Dr Vetto also asked about follow-up of patients after SCB and the necessity to follow those patients and would that impact the cost-effectiveness and therefore the algorithm and therefore the conclusion. As Dr Howisey pointed out, the SCB becomes more and more accurate and therefore the cost of follow-up of these patients is decreasing and is therefore negligible. Dr Vetto gave air to this. We did disprove our hypothesis and actually we did start out quite frankly thinking that SCB is cheaper, and therefore one would demonstrate with the model the cost-effectiveness of SCB. Having done that (disproved the hypothesis), I would still have to say for reasons that Dr Paz and others brought up, and for many other reasons, I prefer the SCB. It keeps my OR schedule free for other things. I think the radiologists have certainly said to me, you have to be careful what you wish for. They are now overwhelmed with work which they have difficulty dealing with, but nevertheless, the issue of the paper was cost-effectiveness and the conclusions were drawn thereby. But as we partially pointed out, and Dr Paz and others stated, there are advantages to SCB, which are efficiency and patient-related factors.

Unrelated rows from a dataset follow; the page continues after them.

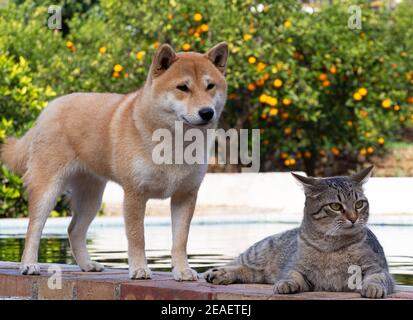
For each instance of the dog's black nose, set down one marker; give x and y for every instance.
(206, 114)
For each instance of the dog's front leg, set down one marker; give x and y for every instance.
(134, 213)
(182, 208)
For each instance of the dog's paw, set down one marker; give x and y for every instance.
(140, 273)
(373, 291)
(30, 269)
(92, 266)
(286, 287)
(218, 276)
(186, 274)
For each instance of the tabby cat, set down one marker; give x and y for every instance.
(332, 242)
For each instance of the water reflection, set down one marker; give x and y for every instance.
(209, 245)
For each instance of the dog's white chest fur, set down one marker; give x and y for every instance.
(162, 181)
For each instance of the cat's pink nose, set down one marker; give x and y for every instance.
(352, 217)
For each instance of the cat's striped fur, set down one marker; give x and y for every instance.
(316, 256)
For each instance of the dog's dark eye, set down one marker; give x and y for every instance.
(183, 88)
(336, 206)
(359, 204)
(210, 86)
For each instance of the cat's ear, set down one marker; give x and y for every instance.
(307, 182)
(362, 176)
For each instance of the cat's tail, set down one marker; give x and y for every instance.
(15, 153)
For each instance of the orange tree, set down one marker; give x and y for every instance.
(318, 91)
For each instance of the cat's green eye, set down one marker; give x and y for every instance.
(359, 204)
(336, 206)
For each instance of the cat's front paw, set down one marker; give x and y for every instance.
(218, 276)
(373, 291)
(286, 287)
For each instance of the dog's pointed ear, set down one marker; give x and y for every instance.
(362, 176)
(218, 55)
(163, 59)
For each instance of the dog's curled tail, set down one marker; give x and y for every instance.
(14, 153)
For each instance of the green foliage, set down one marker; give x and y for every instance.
(340, 94)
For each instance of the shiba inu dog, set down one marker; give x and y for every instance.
(82, 140)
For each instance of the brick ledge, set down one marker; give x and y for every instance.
(114, 284)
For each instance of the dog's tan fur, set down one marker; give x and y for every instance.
(82, 140)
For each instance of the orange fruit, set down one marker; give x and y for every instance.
(197, 17)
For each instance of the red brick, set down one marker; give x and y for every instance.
(95, 290)
(17, 286)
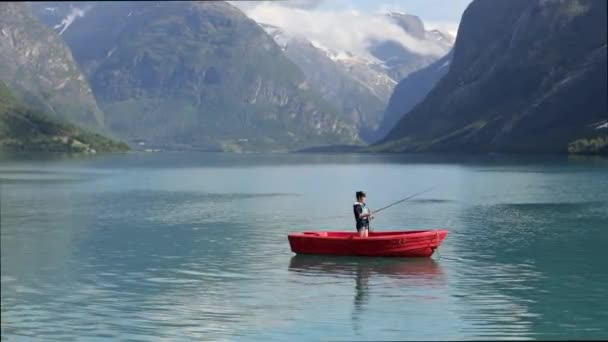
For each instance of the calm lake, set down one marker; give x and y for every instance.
(193, 246)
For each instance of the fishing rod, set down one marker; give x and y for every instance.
(402, 200)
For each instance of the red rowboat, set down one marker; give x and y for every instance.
(415, 243)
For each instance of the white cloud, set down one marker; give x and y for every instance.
(69, 19)
(443, 26)
(340, 30)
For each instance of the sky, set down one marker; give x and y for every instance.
(440, 14)
(352, 25)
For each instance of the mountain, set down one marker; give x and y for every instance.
(40, 68)
(397, 59)
(526, 76)
(25, 129)
(195, 75)
(410, 91)
(360, 86)
(335, 82)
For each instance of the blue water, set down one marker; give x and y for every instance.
(192, 246)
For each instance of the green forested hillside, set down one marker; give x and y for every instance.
(25, 129)
(526, 76)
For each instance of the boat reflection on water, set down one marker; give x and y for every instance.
(395, 273)
(420, 268)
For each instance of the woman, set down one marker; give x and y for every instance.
(362, 214)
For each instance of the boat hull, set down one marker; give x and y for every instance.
(419, 243)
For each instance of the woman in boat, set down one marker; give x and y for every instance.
(362, 214)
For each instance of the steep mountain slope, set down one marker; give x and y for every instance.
(38, 66)
(526, 76)
(410, 91)
(198, 75)
(399, 61)
(25, 129)
(333, 81)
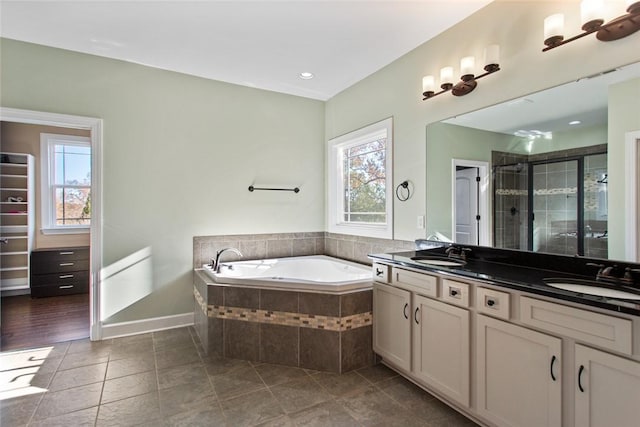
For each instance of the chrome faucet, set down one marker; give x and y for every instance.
(215, 262)
(454, 251)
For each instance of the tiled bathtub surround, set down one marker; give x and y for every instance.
(308, 330)
(260, 246)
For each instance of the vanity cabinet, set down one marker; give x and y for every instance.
(607, 389)
(518, 375)
(423, 336)
(391, 324)
(506, 357)
(441, 347)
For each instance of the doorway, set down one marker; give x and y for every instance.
(94, 128)
(470, 216)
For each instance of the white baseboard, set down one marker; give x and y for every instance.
(143, 326)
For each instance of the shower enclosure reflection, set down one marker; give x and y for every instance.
(553, 203)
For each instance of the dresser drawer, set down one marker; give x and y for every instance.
(422, 284)
(63, 278)
(610, 332)
(56, 290)
(58, 266)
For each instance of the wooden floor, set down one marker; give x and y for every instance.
(30, 322)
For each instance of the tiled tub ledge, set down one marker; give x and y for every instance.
(324, 332)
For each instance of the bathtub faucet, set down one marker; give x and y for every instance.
(215, 263)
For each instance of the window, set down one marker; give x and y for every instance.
(360, 175)
(66, 183)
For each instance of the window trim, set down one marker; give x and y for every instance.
(47, 218)
(335, 223)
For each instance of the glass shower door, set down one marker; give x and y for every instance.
(555, 220)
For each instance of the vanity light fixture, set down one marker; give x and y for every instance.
(591, 12)
(468, 80)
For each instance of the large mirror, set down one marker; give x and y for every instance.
(533, 173)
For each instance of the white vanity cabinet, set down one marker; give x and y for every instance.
(441, 347)
(518, 371)
(421, 335)
(505, 357)
(391, 324)
(607, 389)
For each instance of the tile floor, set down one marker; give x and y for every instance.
(164, 379)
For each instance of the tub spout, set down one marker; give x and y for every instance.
(215, 263)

All of us are working toward a single diagnostic algorithm. I have no disagreement with the algorithm Dr Vetto posed. I think he has one approach. We perhaps have a slightly different approach. But smoothness and efficiency of the diagnostic algorithm is critical.
This is the question of what happens if you alter the rate of positive margins. Would that affect the algorithm and the conclusions? If you look at a composite of the literature, positive margin rate for a lumpectomy is about 55%, which we have inserted here in the algorithm. If you recall Dr Fahy's slides, once again for a BIRADS 5 lesion, there is no difference in the overall RVUs for BIRADS 5, even if you alter the rate of margin positivity. Similarly for BIRADS 4, there is the improved cost-effectiveness for the SCB similar to the data that we posed in the main presentation. Once again, for DCIS there is no difference in cost-effectiveness as measured by RVUs. So we considered this—sensitivity analysis, as described by Dr Duh—and it did not alter the conclusion.